- Mikey Welsh was found dead last Saturday
- A memorial service was to take place this weekend
- The family said it is postponed because of overwhelming response
A memorial service originally planned this weekend for the former bassist of the rock band Weezer has been postponed, his family said.
Mikey Welsh, 40, was found dead last Saturday.
"Due to an overwhelming response and scheduling conflicts, the Welsh family is postponing this weekend's public celebration to honor Mikey's life," his family announced on his Facebook page Tuesday. "We look forward to sharing a retrospective of Mikey's art, life, and music with you in the coming weeks."
In a Twitter post September 26, Welsh had eerily foreshadowed his death.
"dreamt i died in chicago next weekend (heart attack in my sleep). need to write my will today," he wrote. Later that day, he posted another tweet that read, "correction - the weekend after next."
Darryl Baety, a Chicago police spokesman, said Sunday that officers responded at 1:45 p.m. Saturday to a call from the Raffaello Hotel regarding a guest who had been scheduled to check out, but had not.
After first knocking on the door, hotel personnel entered and found someone who was "unresponsive and not breathing," according to Baety.
Police are conducting a death investigation related to the case, pending autopsy results, Baety said.
According to Welsh's official website, he was a painter before he made the the shift to music at age 19. A decade later, he had achieved fame as the bassist for the band Weezer, replacing the band's longtime bassist, Matt Sharp.
Welsh was part of the band's 2001 "Green Album" release, which featured "Hash Pipe." The single became one of the band's biggest hits, peaking at No. 2 on Billboard's Alternative songs chart.
Welsh left the alternative rock group shortly after, saying he had suffered a nervous breakdown.
Led by bespectacled singer Rivers Cuomo, the Los Angeles-based Weezer broke onto the music scene in 1994 with the release of their first, self-titled album.
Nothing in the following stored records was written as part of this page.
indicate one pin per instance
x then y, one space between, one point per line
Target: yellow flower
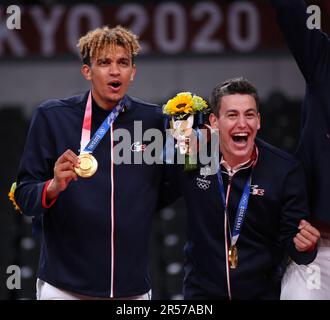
181 103
184 103
11 196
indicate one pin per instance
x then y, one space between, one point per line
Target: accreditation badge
233 257
88 165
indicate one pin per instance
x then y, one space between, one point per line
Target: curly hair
229 87
91 44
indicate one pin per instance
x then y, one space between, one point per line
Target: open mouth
240 137
114 84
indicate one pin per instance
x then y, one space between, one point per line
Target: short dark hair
229 87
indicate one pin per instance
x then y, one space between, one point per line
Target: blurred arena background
187 46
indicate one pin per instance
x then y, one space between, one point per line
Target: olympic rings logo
203 185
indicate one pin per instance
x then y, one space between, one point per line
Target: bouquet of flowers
182 109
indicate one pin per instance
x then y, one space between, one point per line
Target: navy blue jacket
311 49
86 247
277 204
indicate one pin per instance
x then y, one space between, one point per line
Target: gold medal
88 166
233 257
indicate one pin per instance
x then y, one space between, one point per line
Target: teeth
240 135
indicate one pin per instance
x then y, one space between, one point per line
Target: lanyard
242 206
88 145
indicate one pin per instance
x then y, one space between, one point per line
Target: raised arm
294 234
310 48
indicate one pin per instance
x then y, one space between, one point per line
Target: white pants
311 282
46 291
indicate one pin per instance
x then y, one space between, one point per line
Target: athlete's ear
86 71
213 121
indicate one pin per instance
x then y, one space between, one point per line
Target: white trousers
311 282
46 291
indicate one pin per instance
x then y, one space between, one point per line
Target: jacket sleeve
294 209
36 166
310 48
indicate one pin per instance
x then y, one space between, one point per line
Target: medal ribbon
242 206
88 145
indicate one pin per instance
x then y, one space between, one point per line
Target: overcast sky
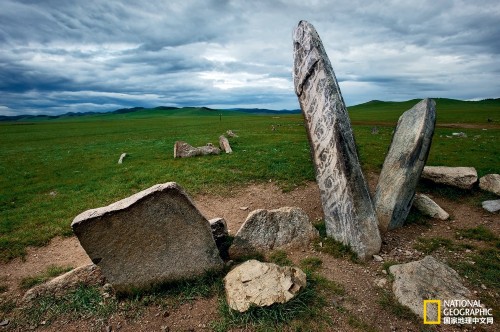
76 56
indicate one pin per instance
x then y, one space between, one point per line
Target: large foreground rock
262 284
265 230
184 150
491 183
426 279
429 208
460 177
89 275
154 236
349 213
403 164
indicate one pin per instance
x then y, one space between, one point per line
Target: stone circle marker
154 236
349 213
403 164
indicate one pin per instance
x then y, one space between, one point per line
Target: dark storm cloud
58 56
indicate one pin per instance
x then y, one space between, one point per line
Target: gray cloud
58 56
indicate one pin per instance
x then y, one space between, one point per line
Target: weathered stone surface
154 236
492 206
461 177
184 150
88 275
349 212
265 230
491 183
262 284
429 208
424 280
122 156
403 164
224 144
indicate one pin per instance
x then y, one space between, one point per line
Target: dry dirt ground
361 298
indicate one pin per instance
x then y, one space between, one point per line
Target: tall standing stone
403 164
349 212
154 236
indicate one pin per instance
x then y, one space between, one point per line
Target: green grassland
52 170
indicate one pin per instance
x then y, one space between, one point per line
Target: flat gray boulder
266 230
426 279
154 236
429 208
349 213
262 284
460 177
492 206
491 183
403 164
184 150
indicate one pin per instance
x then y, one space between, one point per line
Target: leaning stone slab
265 230
89 275
262 284
403 164
492 206
349 213
460 177
184 150
427 279
491 183
154 236
429 208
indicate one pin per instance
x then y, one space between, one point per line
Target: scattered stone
492 206
262 284
423 280
460 177
403 164
265 230
349 214
491 183
224 144
429 208
184 150
122 156
154 236
88 275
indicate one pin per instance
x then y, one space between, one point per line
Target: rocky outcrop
349 214
184 150
224 144
492 206
262 284
426 279
89 275
460 177
429 208
403 164
265 230
491 183
154 236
The group periodically has juggled its line-up in the years since, during which it has made nine albums and attracted a large worldwide audience.
Some of its best-known hits are "Buddy Holly" and "Beverly Hills," the video for which has a serious-looking Cuomo and bandmates playing guitar, singing and playing at the Playboy Mansion.
On its website, the band remembered Welsh as vital chapter in their history and one to never "shy away from the absurd, dangerous or strange."